Sharma’s challenges to idealised notions of motherhood are particularly powerful and emerge subtly in many of her stories. On the theme of wishes gone wrong, ‘The Sunflower Seed Man’ is a visceral narrative of the force of grief, despair, and the thoughts we allow ourselves in times of desperation. Pip, upon the death of her husband, Jack, remembers looking at her daughter and bargaining with the universe: ‘I’ll give anything […] Take Emma instead. Just give me Jack back’ (85). Sharma’s fictional universe is, of course, not a benevolent one: whilst something does uproot from the earth, it is not Jack resurrected from his grave as Pip desires but a terrifying sunflower man intent on claiming his wife. As in ‘Egg’, occasionally, Sharma offers her characters redemption through sacrifice, but only after a harsh trial: Pip, ready to exchange the life of her daughter, must physically fight the sunflower man, a struggle which becomes emblematic of her fight with grief, allowing her to finally see a future for her and her daughter.

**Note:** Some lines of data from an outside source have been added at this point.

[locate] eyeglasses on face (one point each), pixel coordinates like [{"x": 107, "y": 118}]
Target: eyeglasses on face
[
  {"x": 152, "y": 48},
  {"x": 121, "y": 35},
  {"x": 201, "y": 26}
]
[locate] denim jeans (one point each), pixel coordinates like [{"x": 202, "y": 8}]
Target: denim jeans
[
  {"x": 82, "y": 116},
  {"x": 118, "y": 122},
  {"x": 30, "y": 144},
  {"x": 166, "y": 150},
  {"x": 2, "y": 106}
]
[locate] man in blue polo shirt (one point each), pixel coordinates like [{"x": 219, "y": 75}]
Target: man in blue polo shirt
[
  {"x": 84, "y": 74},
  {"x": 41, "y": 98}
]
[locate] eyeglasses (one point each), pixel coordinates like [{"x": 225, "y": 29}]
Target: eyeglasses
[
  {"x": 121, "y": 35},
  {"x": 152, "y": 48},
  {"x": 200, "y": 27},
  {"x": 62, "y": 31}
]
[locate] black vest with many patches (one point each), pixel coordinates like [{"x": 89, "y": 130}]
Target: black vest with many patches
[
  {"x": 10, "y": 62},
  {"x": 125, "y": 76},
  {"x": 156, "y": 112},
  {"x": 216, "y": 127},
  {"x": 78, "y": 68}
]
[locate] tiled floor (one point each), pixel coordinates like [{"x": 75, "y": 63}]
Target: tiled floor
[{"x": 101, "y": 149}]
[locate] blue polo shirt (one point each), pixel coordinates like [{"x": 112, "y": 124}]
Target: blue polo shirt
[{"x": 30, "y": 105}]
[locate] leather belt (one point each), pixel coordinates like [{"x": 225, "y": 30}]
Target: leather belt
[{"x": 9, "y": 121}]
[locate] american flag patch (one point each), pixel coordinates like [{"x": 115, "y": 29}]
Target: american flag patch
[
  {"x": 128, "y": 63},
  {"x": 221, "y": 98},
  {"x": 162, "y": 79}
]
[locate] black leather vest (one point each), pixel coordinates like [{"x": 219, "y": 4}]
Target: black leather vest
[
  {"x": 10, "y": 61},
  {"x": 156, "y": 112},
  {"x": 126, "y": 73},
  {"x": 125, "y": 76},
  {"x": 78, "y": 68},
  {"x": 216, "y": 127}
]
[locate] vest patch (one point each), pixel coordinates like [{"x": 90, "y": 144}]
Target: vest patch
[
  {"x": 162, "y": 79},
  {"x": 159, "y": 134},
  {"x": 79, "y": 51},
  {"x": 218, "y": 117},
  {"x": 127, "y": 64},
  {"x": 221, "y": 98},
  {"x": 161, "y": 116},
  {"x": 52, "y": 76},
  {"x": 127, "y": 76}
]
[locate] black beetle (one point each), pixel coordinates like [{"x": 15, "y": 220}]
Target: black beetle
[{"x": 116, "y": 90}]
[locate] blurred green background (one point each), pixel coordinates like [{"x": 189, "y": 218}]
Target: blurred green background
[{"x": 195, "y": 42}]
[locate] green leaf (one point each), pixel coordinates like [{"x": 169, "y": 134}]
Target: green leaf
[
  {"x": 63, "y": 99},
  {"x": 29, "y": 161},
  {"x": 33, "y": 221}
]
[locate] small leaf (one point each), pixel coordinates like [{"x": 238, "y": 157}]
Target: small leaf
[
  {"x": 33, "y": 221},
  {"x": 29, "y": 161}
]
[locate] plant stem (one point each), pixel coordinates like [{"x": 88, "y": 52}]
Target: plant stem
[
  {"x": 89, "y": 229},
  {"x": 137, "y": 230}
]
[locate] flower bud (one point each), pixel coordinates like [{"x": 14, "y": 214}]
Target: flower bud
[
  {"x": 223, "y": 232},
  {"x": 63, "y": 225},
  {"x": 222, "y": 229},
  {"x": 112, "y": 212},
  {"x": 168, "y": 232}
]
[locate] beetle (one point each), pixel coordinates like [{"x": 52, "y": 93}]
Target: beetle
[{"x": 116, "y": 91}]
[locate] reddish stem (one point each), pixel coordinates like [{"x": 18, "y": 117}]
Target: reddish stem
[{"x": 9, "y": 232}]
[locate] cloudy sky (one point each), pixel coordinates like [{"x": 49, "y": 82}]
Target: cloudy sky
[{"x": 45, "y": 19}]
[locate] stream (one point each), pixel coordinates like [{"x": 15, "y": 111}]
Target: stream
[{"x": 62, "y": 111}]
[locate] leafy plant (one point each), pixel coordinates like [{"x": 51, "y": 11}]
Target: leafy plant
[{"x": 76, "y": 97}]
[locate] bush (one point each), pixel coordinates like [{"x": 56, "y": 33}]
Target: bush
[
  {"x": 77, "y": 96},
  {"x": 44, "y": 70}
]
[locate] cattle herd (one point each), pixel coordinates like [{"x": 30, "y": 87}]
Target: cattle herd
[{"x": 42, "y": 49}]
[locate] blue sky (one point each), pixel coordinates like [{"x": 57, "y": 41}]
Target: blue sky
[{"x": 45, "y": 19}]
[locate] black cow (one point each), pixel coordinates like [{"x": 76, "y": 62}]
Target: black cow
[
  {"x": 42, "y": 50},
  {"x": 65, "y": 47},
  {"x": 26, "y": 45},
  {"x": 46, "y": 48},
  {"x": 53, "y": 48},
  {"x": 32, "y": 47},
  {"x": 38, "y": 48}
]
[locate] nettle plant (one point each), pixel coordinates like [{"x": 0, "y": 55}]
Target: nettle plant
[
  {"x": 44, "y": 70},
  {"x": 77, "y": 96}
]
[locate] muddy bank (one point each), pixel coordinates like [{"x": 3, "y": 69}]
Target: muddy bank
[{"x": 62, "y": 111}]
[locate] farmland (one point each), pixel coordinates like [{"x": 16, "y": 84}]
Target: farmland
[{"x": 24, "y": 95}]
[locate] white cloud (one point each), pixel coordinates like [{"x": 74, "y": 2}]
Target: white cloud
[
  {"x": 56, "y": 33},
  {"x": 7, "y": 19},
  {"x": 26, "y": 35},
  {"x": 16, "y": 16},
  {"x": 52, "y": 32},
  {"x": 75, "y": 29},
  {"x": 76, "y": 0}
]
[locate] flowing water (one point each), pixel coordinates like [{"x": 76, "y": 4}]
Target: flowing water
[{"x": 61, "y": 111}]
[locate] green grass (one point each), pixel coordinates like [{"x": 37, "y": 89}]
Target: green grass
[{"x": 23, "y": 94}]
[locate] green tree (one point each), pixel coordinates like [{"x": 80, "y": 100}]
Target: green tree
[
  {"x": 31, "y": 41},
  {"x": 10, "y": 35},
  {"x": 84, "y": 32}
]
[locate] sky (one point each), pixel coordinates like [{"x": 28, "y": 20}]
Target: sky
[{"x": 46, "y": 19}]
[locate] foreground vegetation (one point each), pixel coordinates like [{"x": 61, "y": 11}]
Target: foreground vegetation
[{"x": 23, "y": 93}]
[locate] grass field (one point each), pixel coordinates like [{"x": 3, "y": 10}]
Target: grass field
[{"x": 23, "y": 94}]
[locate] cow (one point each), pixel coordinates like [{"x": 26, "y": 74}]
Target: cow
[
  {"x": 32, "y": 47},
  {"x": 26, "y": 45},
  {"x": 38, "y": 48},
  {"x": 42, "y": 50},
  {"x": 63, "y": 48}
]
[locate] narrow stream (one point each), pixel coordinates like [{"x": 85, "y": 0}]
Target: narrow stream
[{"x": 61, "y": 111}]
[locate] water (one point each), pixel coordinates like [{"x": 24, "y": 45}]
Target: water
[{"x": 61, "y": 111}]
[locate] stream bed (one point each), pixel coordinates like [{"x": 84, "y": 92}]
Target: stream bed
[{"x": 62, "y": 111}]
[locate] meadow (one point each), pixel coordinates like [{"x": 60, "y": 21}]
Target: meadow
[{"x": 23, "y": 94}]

Whilst ‘Egg’ and ‘The Sunflower Man’ close by offering us a redemptive version of motherhood, in ‘The Nature of Bees’, Sharma explores a nightmarish vision of fertility, motherhood and female desire. We meet Vivien Avery, newly moved to a cottage adjacent to an estate of wealthy beekeepers. We learn she has ‘blossomed at the age of thirty-eight […] the men buzzed around her, enthralled’ (213); we think we’re reading an empowering manifesto of female sexuality and desire at all ages. However, throughout the story Sharma threads informative but unsettling snippets of bee lore. As we start meeting Vivien’s neighbours, industrious women and beautiful men, the line between humans and bees collide, and gender binaries reserved for the slavish handmaidens, hedonist drones, and the adored queen in the bee world take on a horrific reality. The story culminates with Vivien carried off into the heart of a human-sized hive to replace the ailing old queen, body visibly ‘ravaged’ by motherhood. She is made to gorge on ambrosia, coronated, and, brimming with fertility, ready to be serviced by hundreds and hundreds of drones – Vivien’s gruesome end is reminiscent of cautionary folktales which curbed ‘dangerous’ female desire. Instead of an empowering tale, we are faced with a grotesque vision of female sexuality and fertility, the female body reduced to a mere reproductive tool.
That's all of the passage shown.